L’Aile du Ciel ralentit pour se mettre à sa hauteur, il scruta le paysage en marmonnant pour lui-même. Après quelques instants, il se tourna vers elle.
— Non, on est juste à côté. Leur campement doit se trouver là-bas !
Il désignait un bois au sommet d’une petite colline verdoyante.
Elle hocha la tête puis ralentit pour avertir ses amis.
— On est presque arrivés. Tenez le coup.
— Ok… tant… mieux… articula Cendral entre deux respirations rapides.
Quelque temps plus tard, Grive s'arrêta en plein ciel et fit du surplace en fixant le bois.
— C’est là… mais… je… je ne peux pas y aller en premier…
— Ne t'en fais pas. Reste avec Cendral, il te protégera. Écume et moi allons en premier, dit Glacier en faisant un signe de tête à la dragonne.
Tous deux amorcèrent la descente, suivis des deux Ailes du Ciel.
Atterrissant en douceur à l’orée du bois, ils se mirent en cercle pour se concerter.
— Bon… on doit faire ça intelligemment. On ne sait pas comment ils vont réagir, ni leur objectif. Je devrais passer en premier, suivi de Cendral. Après, Écume puis Grive, vous nous rejoignez.
Deux grands dragons inconnus, qui rentrent dans leur camp sans y être invités… pas sûr que ce soit une bonne idée. Mieux vaut tenter une approche moins brutale.
— Non, répondit Écume. Ce n’est pas une bonne idée.
Glacier sembla surpris, puis se reprit.
— Ok, c’est quoi ton plan ?
— Je rentre en premier, suivie de Cendral. Cela réduira le rapport de force. Ensuite tu entres en jeu, et après Grive.
Elle se tourna vers le jeune Aile du Ciel.
— En cas de problème, tu pars et tu ne nous attends pas. Ok ?
Grive hocha vigoureusement la tête pour approuver. Cendral lui donna un petit coup d’aile avec un clin d'œil.
— Je te l’avais dit. Tu es plus brave que tu ne le penses.
Le dragon lui rendit un sourire timide.

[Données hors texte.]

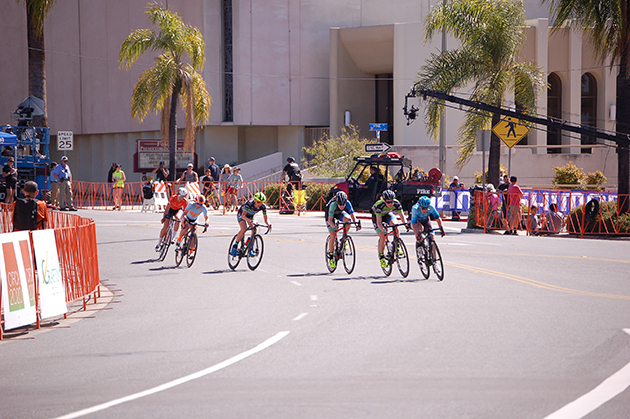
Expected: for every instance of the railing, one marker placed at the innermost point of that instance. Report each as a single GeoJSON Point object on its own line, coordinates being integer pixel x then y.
{"type": "Point", "coordinates": [75, 237]}
{"type": "Point", "coordinates": [583, 212]}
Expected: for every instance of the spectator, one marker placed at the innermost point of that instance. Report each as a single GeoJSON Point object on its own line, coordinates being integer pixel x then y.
{"type": "Point", "coordinates": [9, 172]}
{"type": "Point", "coordinates": [453, 187]}
{"type": "Point", "coordinates": [63, 175]}
{"type": "Point", "coordinates": [515, 193]}
{"type": "Point", "coordinates": [54, 187]}
{"type": "Point", "coordinates": [161, 173]}
{"type": "Point", "coordinates": [292, 171]}
{"type": "Point", "coordinates": [29, 213]}
{"type": "Point", "coordinates": [493, 204]}
{"type": "Point", "coordinates": [118, 185]}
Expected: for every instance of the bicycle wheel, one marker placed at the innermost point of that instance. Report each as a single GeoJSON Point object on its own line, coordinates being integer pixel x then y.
{"type": "Point", "coordinates": [438, 267]}
{"type": "Point", "coordinates": [387, 270]}
{"type": "Point", "coordinates": [166, 243]}
{"type": "Point", "coordinates": [421, 254]}
{"type": "Point", "coordinates": [402, 258]}
{"type": "Point", "coordinates": [191, 251]}
{"type": "Point", "coordinates": [348, 254]}
{"type": "Point", "coordinates": [255, 252]}
{"type": "Point", "coordinates": [233, 261]}
{"type": "Point", "coordinates": [181, 251]}
{"type": "Point", "coordinates": [330, 268]}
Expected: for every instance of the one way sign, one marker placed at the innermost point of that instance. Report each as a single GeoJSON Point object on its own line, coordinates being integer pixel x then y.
{"type": "Point", "coordinates": [377, 147]}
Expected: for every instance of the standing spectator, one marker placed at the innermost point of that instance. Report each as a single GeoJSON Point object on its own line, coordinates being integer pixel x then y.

Écume se redressa, et fit face aux arbres. Elle prit une grande inspiration, profitant de l’odeur de bois réchauffé par le soleil, et de l’humus.
Ok, c’est parti…
Puis elle s'enfonça entre les troncs et la végétation, droit devant elle.
Elle avança, sur ses gardes, les yeux capables de voir dans le noir scrutant chaque ombre, chaque mouvement. L’endroit était silencieux, elle n’entendait que le bruit de leurs pas et les respirations vives de ses amis derrière elle.
Soudainement, elle perçut un bruit faible provenant de sa droite. Elle s’arrêta, et leva son aile droite pour signifier à ses compagnons qu'il y avait quelque chose par là.
Se dirigeant vers la source du bruit, qui s’amplifiait à chacun des pas qu’elle effectuait avec précaution, elle réalisa que le bruit était un ronflement de dragon.
Ils sont sérieux ? En mission secrète mais ronflent à rendre sourd un dragon.
Après quelques battements de cœur, elle s'approcha assez pour sentir la présence de deux dragons juste derrière un immense buisson lui bloquant la vue.
S’il vous plaît, soyez comme vos amis, soyez comme vos amis, ne soyez pas deux grosses brutes assoiffées de sang…
Elle tendit la patte pour écarter les branches quand une volée d’oiseaux s’envola à tire-d’aile du buisson, leurs cris de colère résonnant dans l’air silencieux de la forêt.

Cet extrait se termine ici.